Il soupçonne l’Otan de vouloir déployer des missiles en Ukraine, voire d’envahir la Crimée. Le climat de méfiance qui s’est instauré rappelle l’époque de la guerre froide entre Washington et Moscou. L’effondrement de l’empire soviétique dans les années 90 n’a pas modifié les rapports de force. « La Russie et l’Occident n’ont pas réussi à établir une relation de qualité, regrette l’historien Andreï Gratchev, ancien porte-parole de Mikhaïl Gorbatchev… Au cours de ces années ils sont devenus des concurrents, puis des rivaux et enfin des adversaires ».
Les Occidentaux ont tenu la Russie à l’écart du concert des nations.
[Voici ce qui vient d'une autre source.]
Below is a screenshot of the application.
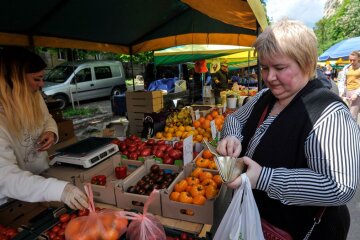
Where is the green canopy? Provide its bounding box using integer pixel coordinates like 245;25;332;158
0;0;267;54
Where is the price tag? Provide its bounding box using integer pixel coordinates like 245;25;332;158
210;120;216;139
195;109;200;120
183;135;193;166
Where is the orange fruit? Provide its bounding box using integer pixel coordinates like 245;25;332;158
199;172;213;182
211;110;219;118
205;114;213;121
193;120;201;128
202;149;213;159
170;192;180;201
193;195;206;205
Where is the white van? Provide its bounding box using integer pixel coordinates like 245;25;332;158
42;61;126;108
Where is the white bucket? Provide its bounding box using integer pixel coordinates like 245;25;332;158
226;98;237;108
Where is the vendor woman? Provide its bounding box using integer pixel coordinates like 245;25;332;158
0;47;88;209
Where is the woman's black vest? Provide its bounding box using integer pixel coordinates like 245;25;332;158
241;80;349;239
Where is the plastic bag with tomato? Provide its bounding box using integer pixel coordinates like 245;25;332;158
65;183;128;240
120;190;166;240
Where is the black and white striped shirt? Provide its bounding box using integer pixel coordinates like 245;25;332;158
221;89;360;206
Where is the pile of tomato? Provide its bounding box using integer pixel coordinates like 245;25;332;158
0;224;18;240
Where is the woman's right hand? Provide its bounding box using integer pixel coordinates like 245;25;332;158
216;136;242;157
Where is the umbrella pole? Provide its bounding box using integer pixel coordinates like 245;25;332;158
130;49;135;92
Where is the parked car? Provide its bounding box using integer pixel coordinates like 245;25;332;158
43;61;126;108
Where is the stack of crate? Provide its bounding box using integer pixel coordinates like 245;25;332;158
126;91;164;136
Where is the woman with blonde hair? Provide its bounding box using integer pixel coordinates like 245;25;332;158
217;20;360;240
0;47;88;209
339;51;360;121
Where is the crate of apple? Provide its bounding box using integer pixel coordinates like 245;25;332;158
126;164;177;195
0;224;18;240
114;135;183;164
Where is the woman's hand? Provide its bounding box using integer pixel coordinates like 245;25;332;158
226;157;262;189
350;93;359;101
216;136;241;157
37;131;55;151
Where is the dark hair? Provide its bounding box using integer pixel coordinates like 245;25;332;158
0;46;46;88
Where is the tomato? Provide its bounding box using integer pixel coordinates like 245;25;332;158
59;213;70;223
47;231;56;240
174;179;188;192
190;184;205;197
78;208;89;217
179;192;193;203
170;192;180;201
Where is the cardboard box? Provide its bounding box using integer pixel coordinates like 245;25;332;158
126;91;164;113
42;153;143;205
115;159;180;215
161;164;226;224
75;154;143;205
203;97;215;105
57;120;75;142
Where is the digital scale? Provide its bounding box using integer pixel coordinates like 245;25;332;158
49;137;119;168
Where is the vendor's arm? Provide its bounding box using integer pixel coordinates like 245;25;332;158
217;89;268;157
0;136;68;205
40;96;59;146
255;102;360;206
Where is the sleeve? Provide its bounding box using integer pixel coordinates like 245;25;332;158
40;98;59;143
338;65;349;96
0;131;68;202
221;88;268;141
256;102;360;206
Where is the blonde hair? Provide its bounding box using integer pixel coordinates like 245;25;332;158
0;49;46;137
254;19;317;79
350;51;360;58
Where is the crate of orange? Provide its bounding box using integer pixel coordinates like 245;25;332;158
193;108;225;142
161;164;226;224
193;148;218;172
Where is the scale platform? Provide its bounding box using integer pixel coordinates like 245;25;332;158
49;137;119;168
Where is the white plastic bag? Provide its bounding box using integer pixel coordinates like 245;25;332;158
214;173;264;240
Le modèle occidental avec ses valeurs et ses principes démocratiques s’est imposé dans les pays autrefois soumis à la dictature communiste. Pour l’ancien officier du KGB qu’est Vladimir Poutine la disparition de l’URSS a été une catastrophe. Alors que l’Occident fêtait dans la joie en 1989 la fin du monde de Yalta, lui ressentait une immense tristesse. Un sentiment de défaite. Une humiliation. Depuis lors il ne cesse de ruminer le traumatisme de la grandeur perdue de son pays. Il est obsédé par l’idée que l’Otan avance ses pions partout en Europe dans le seul but de mettre la Russie à genoux.
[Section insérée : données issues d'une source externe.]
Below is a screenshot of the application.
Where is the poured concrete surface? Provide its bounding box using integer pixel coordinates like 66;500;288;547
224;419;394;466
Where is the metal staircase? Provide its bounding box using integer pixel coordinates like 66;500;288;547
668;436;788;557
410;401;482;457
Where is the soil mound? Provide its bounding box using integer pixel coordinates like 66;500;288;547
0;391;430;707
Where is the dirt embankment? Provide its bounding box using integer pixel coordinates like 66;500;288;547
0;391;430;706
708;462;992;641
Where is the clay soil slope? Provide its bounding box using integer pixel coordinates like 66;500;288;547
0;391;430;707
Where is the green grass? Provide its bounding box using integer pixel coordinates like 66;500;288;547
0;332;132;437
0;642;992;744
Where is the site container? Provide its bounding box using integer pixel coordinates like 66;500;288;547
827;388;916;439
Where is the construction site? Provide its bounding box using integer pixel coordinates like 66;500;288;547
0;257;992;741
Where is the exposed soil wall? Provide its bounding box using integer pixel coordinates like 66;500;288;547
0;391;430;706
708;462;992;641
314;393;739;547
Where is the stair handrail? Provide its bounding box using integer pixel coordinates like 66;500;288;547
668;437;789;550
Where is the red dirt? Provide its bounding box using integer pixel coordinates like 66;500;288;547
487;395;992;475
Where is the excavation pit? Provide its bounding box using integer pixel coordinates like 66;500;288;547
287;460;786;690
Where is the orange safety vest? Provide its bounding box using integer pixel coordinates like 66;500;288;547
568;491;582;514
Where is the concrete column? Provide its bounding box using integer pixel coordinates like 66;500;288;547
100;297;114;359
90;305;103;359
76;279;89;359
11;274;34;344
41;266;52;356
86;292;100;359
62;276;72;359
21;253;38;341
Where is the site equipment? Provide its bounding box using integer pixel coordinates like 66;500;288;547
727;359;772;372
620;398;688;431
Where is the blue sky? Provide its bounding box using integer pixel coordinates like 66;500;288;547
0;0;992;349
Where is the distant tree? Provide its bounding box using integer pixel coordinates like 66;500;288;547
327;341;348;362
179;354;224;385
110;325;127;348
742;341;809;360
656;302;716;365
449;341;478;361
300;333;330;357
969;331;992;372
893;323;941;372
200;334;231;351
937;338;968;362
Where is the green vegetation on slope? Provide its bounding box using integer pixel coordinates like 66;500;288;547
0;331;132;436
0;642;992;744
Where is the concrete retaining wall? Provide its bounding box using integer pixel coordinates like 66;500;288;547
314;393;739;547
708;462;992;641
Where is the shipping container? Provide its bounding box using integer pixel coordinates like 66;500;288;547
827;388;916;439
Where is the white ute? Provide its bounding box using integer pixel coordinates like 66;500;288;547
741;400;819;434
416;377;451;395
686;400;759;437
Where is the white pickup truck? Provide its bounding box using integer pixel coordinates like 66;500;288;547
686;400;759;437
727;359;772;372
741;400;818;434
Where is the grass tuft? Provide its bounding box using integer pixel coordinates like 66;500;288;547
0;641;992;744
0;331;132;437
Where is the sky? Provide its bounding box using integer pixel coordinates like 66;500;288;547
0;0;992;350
Comment pourrait-il dès lors accepter que l’Ukraine lorgne vers l’Europe jusqu’à accueillir sur son sol des bases militaires américaines ? Par le passé l’Otan a déjà intégré dix anciens pays du pacte de Varsovie que le maître du Kremlin a vécu comme autant de trahisons. Alors pas question pour lui de laisser l’Ukraine, ce pays frère, s’affranchir de la tutelle de Moscou. « Une Ukraine démocratique menace de facto Poutine, explique le politologue américain Francis Fukuyama. Elle n’est pas périlleuse pour le peuple russe, mais pour l’idée que se fait Poutine d’une incompatibilité consubstantielle entre la démocratie et les peuples slaves… Le succès d’une Ukraine démocratique et son désir de rejoindre l’Europe laissent penser qu’une évolution similaire est possible en Russie, ce qui sonnerait le glas de Poutine et du poutinisme ».
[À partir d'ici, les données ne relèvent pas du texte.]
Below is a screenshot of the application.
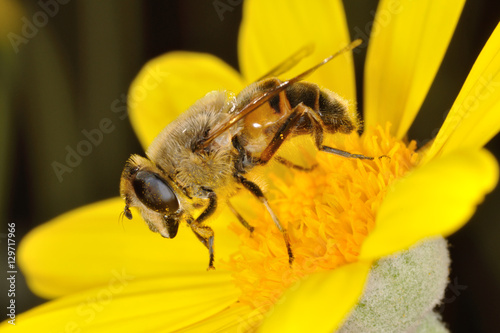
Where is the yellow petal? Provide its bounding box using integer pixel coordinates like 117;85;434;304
128;52;243;148
238;0;356;101
259;262;371;332
360;149;498;260
365;0;465;138
19;198;242;298
426;24;500;160
0;271;240;332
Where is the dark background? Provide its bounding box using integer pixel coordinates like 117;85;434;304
0;0;500;332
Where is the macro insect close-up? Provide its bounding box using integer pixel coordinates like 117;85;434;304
5;0;500;333
120;40;380;269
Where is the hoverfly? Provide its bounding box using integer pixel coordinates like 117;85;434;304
120;40;373;269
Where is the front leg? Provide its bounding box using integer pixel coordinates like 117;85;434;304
188;192;217;270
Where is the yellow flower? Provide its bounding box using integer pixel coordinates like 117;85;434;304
2;0;500;332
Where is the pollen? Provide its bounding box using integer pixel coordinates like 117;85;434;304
225;125;418;312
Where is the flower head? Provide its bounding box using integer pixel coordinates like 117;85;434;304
4;0;500;332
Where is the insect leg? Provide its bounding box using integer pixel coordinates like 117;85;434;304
235;174;294;265
274;156;318;172
296;104;373;160
227;200;255;233
188;192;217;270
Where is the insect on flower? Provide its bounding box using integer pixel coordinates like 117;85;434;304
120;40;373;269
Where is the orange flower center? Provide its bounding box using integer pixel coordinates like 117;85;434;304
226;125;418;312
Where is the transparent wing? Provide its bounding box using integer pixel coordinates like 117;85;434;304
257;44;314;82
197;39;363;151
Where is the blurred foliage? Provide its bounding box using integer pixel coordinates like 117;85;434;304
0;0;500;332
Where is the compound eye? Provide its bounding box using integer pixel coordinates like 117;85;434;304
132;171;179;212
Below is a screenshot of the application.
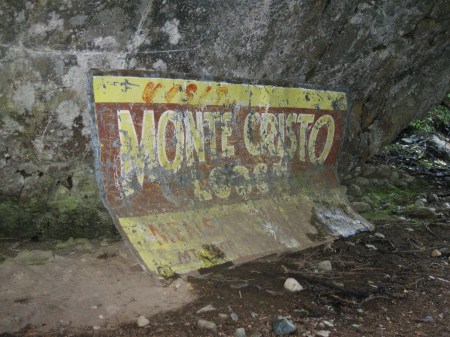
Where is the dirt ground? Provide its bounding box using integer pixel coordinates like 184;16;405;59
0;131;450;337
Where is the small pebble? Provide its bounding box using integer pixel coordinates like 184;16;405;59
284;277;303;292
196;304;216;314
272;317;297;335
422;315;434;322
197;319;217;331
137;315;150;328
374;232;386;239
431;249;442;257
428;193;439;202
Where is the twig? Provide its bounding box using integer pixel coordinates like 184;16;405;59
398;246;443;253
359;295;391;306
288;270;370;298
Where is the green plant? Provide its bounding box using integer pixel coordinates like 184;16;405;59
410;105;450;134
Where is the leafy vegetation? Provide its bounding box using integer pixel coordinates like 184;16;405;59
410;105;450;134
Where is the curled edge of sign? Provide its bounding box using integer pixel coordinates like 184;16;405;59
89;70;373;277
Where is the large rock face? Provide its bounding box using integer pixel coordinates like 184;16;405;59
0;0;450;236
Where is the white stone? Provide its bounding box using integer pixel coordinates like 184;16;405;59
284;277;303;292
374;232;386;239
317;260;333;271
197;319;217;331
137;315;150;328
196;304;216;314
161;19;181;45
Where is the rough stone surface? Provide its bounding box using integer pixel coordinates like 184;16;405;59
0;0;450;239
317;260;333;271
348;184;362;197
351;201;372;212
284;277;303;292
411;206;437;219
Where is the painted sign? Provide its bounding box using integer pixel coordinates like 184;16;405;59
91;73;370;276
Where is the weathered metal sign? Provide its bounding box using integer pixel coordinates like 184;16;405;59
91;72;368;276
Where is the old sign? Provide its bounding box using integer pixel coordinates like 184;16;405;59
90;71;370;276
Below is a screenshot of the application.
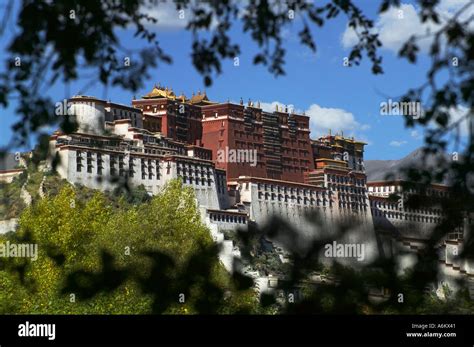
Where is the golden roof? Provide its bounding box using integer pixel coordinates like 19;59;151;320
143;85;176;100
190;91;215;104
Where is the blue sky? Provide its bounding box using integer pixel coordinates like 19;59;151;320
0;0;465;159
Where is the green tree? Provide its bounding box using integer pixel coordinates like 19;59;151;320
0;180;257;314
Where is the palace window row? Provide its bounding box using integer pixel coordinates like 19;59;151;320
372;209;441;224
209;213;247;224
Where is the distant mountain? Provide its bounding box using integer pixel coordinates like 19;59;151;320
365;148;449;184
Car le rêve secret de Poutine n’est-il pas de reconstituer l’ancien empire soviétique ? Joe Biden en est persuadé. « Poutine a des ambitions bien plus grandes que l’Ukraine, assure le président américain. Il veut rétablir l’ancienne Union soviétique ». L’émancipation de l’Ukraine porterait un coup d’arrêt fatal à ce projet. Car l’exemple Ukrainien pourrait être suivi par d’autres pays, aujourd’hui neutres comme la Finlande ou la Suède, tentés de se mettre à l’abri du bouclier de l’Otan.
Nous sommes à un moment charnière de l’histoire du monde. Une situation qui n’est pas sans rappeler de sinistres précédents comme l’invasion et l’annexion de l’Autriche par l’Allemagne nazie en mars 1938. Le rêve d’Hitler était de réaliser la Grande Allemagne en intégrant les régions germanophones. Mais à la différence d’Hitler qui sera accueilli triomphalement à Vienne, Poutine est l’objet d’un rejet massif par les ukrainiens qui ont pris les armes pour combattre l’armée russe.
Il est encore trop tôt pour préjuger de l’issue de cette guerre qui risque d’être longue et coûteuse en vies humaines pour chaque camp.
Le maître du Kremlin se sent investi d’une « mission historique ». Rien ne le détournera de ses objectifs. Poutine a banni le mot « regret » de son vocabulaire.